The phosphorus cycle is the movement of phosphorus (usually as phosphate, PO4^3−) through rock, soil, water, and living things. Major reservoirs are phosphate-bearing rocks and sediments—there’s essentially no gaseous/atmospheric phase. Weathering of apatite and other phosphate rocks releases phosphate into soils and freshwater. Plants (often with mycorrhizal fungi help) absorb phosphates through roots and build them into DNA, RNA, ATP and bones; consumers get P by eating plants. Phosphorus returns to soil/water via excretion and decomposition. In aquatic systems, dissolved phosphates can settle as sediments and eventually form new rock (sedimentation and burial). Human actions—mining phosphate rock for fertilizers and runoff from fields—increase phosphate in waterways, causing eutrophication and algal blooms. For AP exam focus: know reservoirs, lack of an atmospheric pool, biological uptake, sedimentation, and human impacts (fertilizers → runoff → algal blooms). For a concise review, check the Topic 1.6 study guide (https://library.fiveable.me/ap-environmental-science/unit-1/phosphorus-cycle/study-guide/JujZhatUDATN9fbpaIv9); see Unit 1 overview (https://library.fiveable.me/ap-environmental-science/unit-1) and practice questions (https://library.fiveable.me/practice/ap-environmental-science).

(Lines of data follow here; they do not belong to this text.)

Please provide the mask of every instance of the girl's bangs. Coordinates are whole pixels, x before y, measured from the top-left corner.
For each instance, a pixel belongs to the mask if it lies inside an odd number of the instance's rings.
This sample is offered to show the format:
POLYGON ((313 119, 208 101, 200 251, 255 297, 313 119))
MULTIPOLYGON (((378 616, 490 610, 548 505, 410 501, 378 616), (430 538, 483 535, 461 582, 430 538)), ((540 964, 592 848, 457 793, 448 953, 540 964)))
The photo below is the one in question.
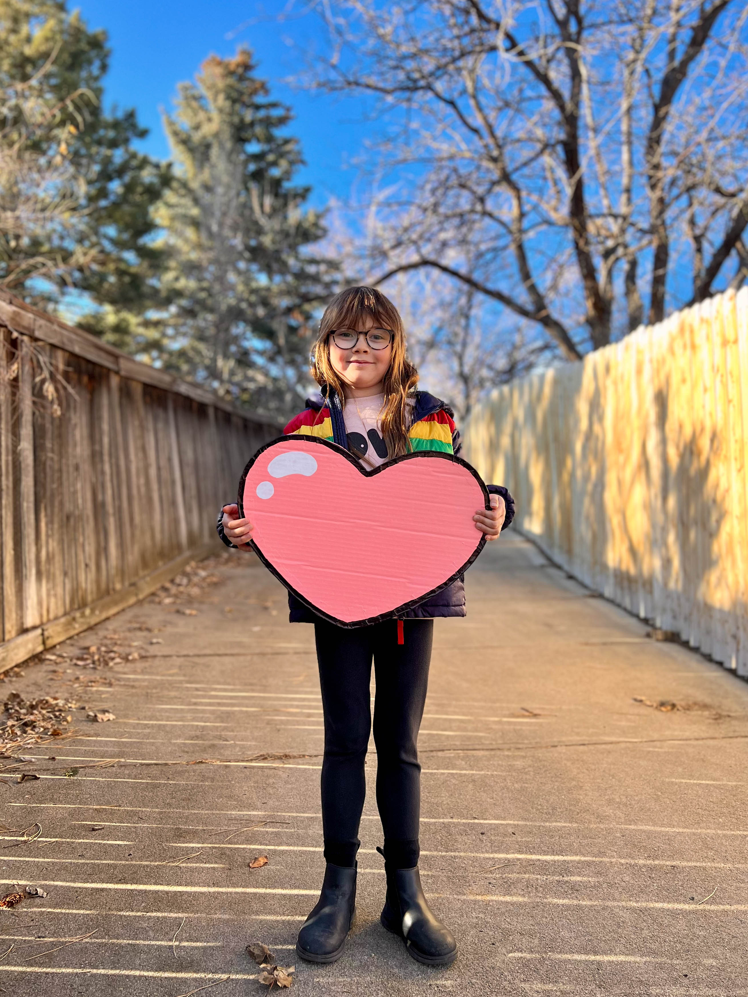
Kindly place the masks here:
POLYGON ((397 332, 400 325, 394 308, 392 309, 393 314, 391 314, 389 308, 382 308, 377 297, 361 292, 346 295, 334 311, 335 314, 331 316, 332 322, 339 329, 355 328, 364 318, 371 318, 376 325, 392 329, 393 332, 397 332))

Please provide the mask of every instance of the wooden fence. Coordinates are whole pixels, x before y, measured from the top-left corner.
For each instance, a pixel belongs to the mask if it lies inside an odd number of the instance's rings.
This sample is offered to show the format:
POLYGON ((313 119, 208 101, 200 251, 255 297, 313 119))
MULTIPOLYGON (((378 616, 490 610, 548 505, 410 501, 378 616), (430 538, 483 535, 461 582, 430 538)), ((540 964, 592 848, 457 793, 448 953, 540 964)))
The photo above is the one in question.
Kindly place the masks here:
POLYGON ((497 389, 466 438, 551 557, 748 675, 748 288, 497 389))
POLYGON ((281 432, 0 293, 0 671, 217 551, 281 432))

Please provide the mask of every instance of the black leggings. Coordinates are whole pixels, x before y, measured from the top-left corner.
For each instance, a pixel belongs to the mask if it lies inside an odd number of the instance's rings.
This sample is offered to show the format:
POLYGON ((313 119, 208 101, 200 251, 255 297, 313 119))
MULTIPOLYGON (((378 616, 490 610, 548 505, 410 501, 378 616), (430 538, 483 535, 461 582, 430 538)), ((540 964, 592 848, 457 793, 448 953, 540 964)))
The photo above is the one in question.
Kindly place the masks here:
POLYGON ((388 866, 418 864, 421 766, 416 742, 421 726, 434 633, 433 620, 404 620, 347 630, 315 623, 325 724, 322 762, 322 829, 325 858, 352 866, 366 795, 364 763, 371 730, 371 660, 374 658, 374 743, 377 807, 388 866))

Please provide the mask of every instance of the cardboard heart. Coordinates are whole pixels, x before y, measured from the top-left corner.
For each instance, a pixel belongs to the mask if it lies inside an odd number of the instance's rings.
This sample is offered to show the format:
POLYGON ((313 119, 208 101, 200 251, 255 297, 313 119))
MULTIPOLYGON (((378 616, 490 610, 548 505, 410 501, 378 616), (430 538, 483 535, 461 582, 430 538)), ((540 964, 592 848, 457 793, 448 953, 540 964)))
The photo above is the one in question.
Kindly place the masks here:
POLYGON ((315 613, 343 626, 404 613, 451 584, 481 552, 478 473, 417 452, 373 471, 314 437, 280 437, 244 469, 239 514, 272 573, 315 613))

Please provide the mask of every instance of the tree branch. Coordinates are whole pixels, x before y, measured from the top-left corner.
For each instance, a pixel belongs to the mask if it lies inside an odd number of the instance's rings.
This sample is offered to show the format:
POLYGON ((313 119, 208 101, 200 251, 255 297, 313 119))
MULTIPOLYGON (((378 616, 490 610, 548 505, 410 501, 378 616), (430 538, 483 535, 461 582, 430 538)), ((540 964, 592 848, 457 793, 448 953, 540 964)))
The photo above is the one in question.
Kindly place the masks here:
POLYGON ((379 284, 383 284, 386 280, 389 280, 390 277, 394 277, 396 273, 405 273, 408 270, 418 270, 424 266, 433 266, 435 269, 441 270, 442 273, 447 273, 451 277, 461 280, 469 287, 475 288, 477 291, 480 291, 481 294, 485 294, 487 297, 493 298, 495 301, 500 301, 516 315, 520 315, 522 318, 530 319, 533 322, 539 322, 559 344, 566 360, 581 360, 581 354, 574 345, 571 337, 568 335, 565 327, 558 319, 555 319, 548 312, 548 310, 544 312, 531 311, 529 308, 520 304, 519 301, 515 301, 514 298, 505 294, 503 291, 494 287, 489 287, 487 284, 476 280, 476 278, 470 274, 462 273, 455 267, 449 266, 447 263, 442 263, 439 260, 420 259, 413 263, 401 263, 399 266, 395 266, 391 270, 388 270, 386 273, 377 277, 376 280, 371 281, 370 286, 378 287, 379 284))

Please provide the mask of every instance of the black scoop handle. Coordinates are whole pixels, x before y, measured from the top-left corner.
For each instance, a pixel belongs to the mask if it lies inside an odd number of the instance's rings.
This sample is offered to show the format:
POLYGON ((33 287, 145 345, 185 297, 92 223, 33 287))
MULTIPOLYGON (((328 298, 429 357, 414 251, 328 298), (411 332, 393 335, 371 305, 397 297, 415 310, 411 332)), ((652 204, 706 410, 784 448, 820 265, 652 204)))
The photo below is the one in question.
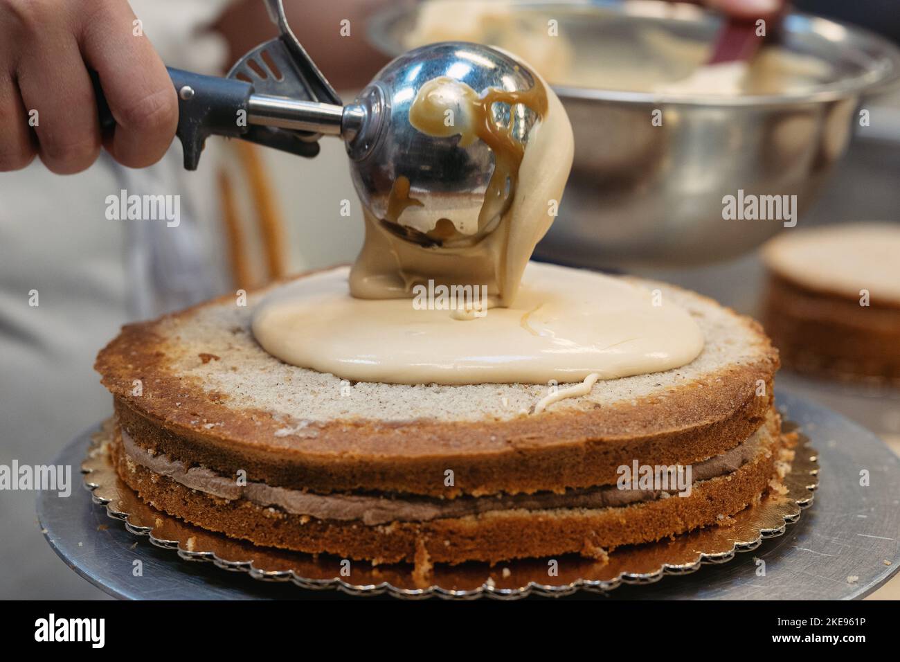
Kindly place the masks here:
MULTIPOLYGON (((176 135, 184 150, 184 168, 196 170, 200 153, 211 135, 239 138, 250 129, 248 110, 253 86, 242 80, 203 76, 167 67, 178 95, 176 135)), ((100 126, 106 131, 115 126, 115 119, 100 86, 100 77, 91 71, 97 98, 100 126)))

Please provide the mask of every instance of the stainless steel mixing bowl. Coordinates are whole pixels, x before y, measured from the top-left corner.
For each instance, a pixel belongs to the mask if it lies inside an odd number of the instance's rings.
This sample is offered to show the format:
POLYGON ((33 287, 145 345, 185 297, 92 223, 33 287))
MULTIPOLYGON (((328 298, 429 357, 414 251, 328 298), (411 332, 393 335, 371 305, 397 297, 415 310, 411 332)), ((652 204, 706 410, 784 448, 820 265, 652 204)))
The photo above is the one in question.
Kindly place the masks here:
MULTIPOLYGON (((392 56, 407 50, 418 11, 401 4, 374 16, 370 40, 392 56)), ((654 0, 528 3, 516 11, 555 19, 575 59, 590 57, 600 40, 633 49, 625 57, 637 62, 647 57, 641 31, 711 43, 721 21, 654 0)), ((706 98, 561 86, 551 78, 572 119, 575 162, 536 254, 592 267, 700 264, 753 249, 783 227, 724 220, 724 195, 796 195, 802 213, 843 155, 860 99, 900 76, 900 51, 864 30, 805 14, 787 16, 781 32, 784 48, 826 61, 831 78, 798 94, 706 98), (662 126, 650 121, 657 109, 662 126)))

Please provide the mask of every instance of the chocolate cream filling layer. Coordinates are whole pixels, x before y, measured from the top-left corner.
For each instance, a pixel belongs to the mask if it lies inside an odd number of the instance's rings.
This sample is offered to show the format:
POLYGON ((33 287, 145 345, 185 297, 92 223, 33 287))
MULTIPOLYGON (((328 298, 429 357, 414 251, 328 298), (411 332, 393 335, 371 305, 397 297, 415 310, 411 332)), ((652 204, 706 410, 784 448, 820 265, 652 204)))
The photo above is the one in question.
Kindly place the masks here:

Short answer: phosphorus doesn’t have an atmospheric component because it mainly exists as solid phosphate in rocks and sediments, not as a common gaseous form that can move through the air. Weathering of phosphate-bearing minerals (like apatite) releases phosphate (PO4^3−) into soils and water, and that phosphate moves by root uptake, consumption, excretion, decomposition, runoff, adsorption to soils, and eventual sedimentation and burial—not by gas exchange (CED EK ERT-1.F.2–1.F.4, 1.F.3). Because P is tied to rocks/sediments, its availability is often limiting for plants and algae; excess from fertilizers or guano causes runoff and eutrophication. This is exactly what the AP framework expects you to explain for the phosphorus cycle. For a clear AP-aligned review, check the Topic 1.6 study guide (https://library.fiveable.me/ap-environmental-science/unit-1/phosphorus-cycle/study-guide/JujZhatUDATN9fbpaIv9) and do practice problems at (https://library.fiveable.me/practice/ap-environmental-science).

Short answer: the biggest phosphorus reservoirs are rocks and sediments—especially phosphate-bearing minerals like apatite and phosphate rock. Weathering of those rocks slowly releases phosphate into soils and freshwater. Other important sinks: soils (phosphate adsorbed to soil particles), aquatic sediments (phosphate can settle and become buried), and biological reservoirs (plants, algae, and consumers that incorporate phosphate into DNA/RNA/ATP). There’s also concentrated guano deposits and human-made reservoirs like agricultural phosphate fertilizers. Note: unlike C, N, or S, phosphorus has essentially no significant atmospheric reservoir (EK ERT-1.F.2–EKT-1.F.3), so availability is often limiting and drives productivity and eutrophication via runoff. For a quick AP-aligned recap and keywords (phosphate rock, weathering, leaching, sedimentation, eutrophication), see the Topic 1.6 study guide (https://library.fiveable.me/ap-environmental-science/unit-1/phosphorus-cycle/study-guide/JujZhatUDATN9fbpaIv9). For broader unit review and practice Qs, check Unit 1 (https://library.fiveable.me/ap-environmental-science/unit-1) and APES practice problems (https://library.fiveable.me/practice/ap-environmental-science).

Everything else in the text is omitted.